Biggest Threat to US Dollar Is the US Itself
- The biggest threat to dollar dominance is the US itself, two top economists said.
- That’s due to the risk of “severe deterioration” in the US’s financial situation.
- The national debt balance notched $34 trillion for the first time ever this year.
Dollar dominance is here to stay – and the most dire threat to its status as the world’s top reserve currency is actually the US economy itself, according to two economists.
Steven Kamin, a former director of the Fed’s Division of International Finance, and Mark Sobel, a former Treasury Department economist, pointed to the dollar’s long-running incumbency as the world’s dominant currency in a new paper.
The dollar is the most widely used currency in the world in both trade and central bank reserves — and it will likely stay that way, Kamin and Sobel said, since the use of the greenback outpaces other currencies by such a wide margin.
The dollar accounted for one side of 88% of all daily global trade, according to the latest survey from the Bank of International Settlements. Meanwhile, it accounted for around 55% of all central bank reserves in the third quarter of 2023, far more than any other foreign currency, International Monetary Fund data shows.

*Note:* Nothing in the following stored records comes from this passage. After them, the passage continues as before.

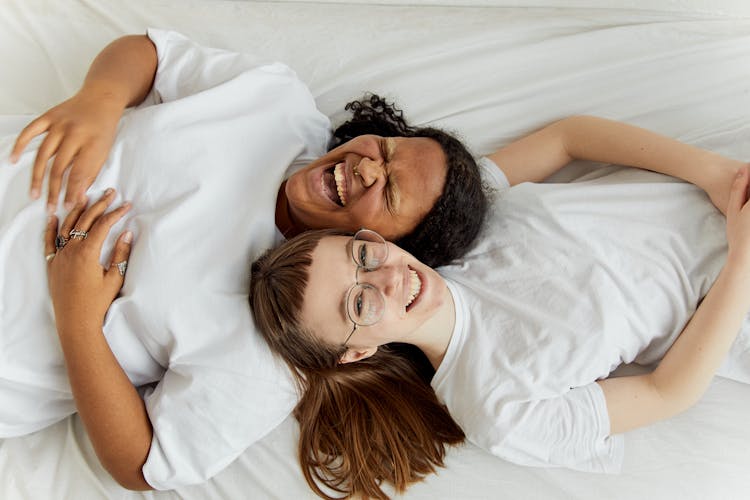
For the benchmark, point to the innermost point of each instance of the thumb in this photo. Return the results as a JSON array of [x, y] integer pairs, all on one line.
[[116, 273]]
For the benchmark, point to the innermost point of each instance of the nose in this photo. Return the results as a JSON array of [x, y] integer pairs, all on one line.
[[369, 171]]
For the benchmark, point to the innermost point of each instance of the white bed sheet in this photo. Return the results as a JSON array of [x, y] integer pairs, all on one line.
[[490, 73]]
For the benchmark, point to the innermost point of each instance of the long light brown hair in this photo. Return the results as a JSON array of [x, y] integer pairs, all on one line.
[[361, 423]]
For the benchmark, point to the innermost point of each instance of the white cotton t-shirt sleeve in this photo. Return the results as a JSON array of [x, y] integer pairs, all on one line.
[[202, 169], [492, 174], [185, 68], [570, 430]]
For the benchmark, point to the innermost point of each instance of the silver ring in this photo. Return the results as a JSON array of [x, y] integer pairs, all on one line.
[[60, 242], [75, 234], [122, 267]]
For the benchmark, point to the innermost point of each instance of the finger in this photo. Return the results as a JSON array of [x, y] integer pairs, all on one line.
[[87, 160], [118, 264], [95, 211], [738, 193], [104, 224], [49, 235], [46, 150], [31, 130], [71, 219], [63, 159]]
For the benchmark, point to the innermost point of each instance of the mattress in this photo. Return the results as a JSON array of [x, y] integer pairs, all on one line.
[[490, 71]]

Some commentators have warned a rival currency could soon displace the dollar. BRICS nations are already making efforts to phase the dollar out of trade, while countries like Russia and China have proposed creating a new currency to challenge the greenback.
But those threats are in fact pretty tame compared to the threat to the dollar stemming from the US itself, Kamin and Sobel warned, citing the risk of “severe deterioration” in the US’s financial and economic situation.
“Given the political polarization of the country, the dysfunction of the US Congress, and the disinterest of politicians of all stripes in curbing the widening US budget deficit, this is hardly unthinkable,” Kamin and Sobel said of the dollar’s potential dethroning.
“And should the result be a sustained rise in inflation, crowding out of private investment, heightened financial volatility, and reduction in the dynamism of the US economy, then the loss of dollar dominance would be the least of our worries. And those of the rest of the world,” the paper added.
Another risk stems from the fragmentation of global economies into separate blocs.
“In that case, global trade, productivity, and economic growth would likely be depressed, and implications for the international political and military stability would also be adverse.”
Other economists have warned the US’s precarious fiscal situation could risk the dollar’s top-dog status in global markets. The federal budget deficit is on track to notch $1.6 billion this year and $2.6 trillion ten years from now, according to a projection from the Congressional Budget Office.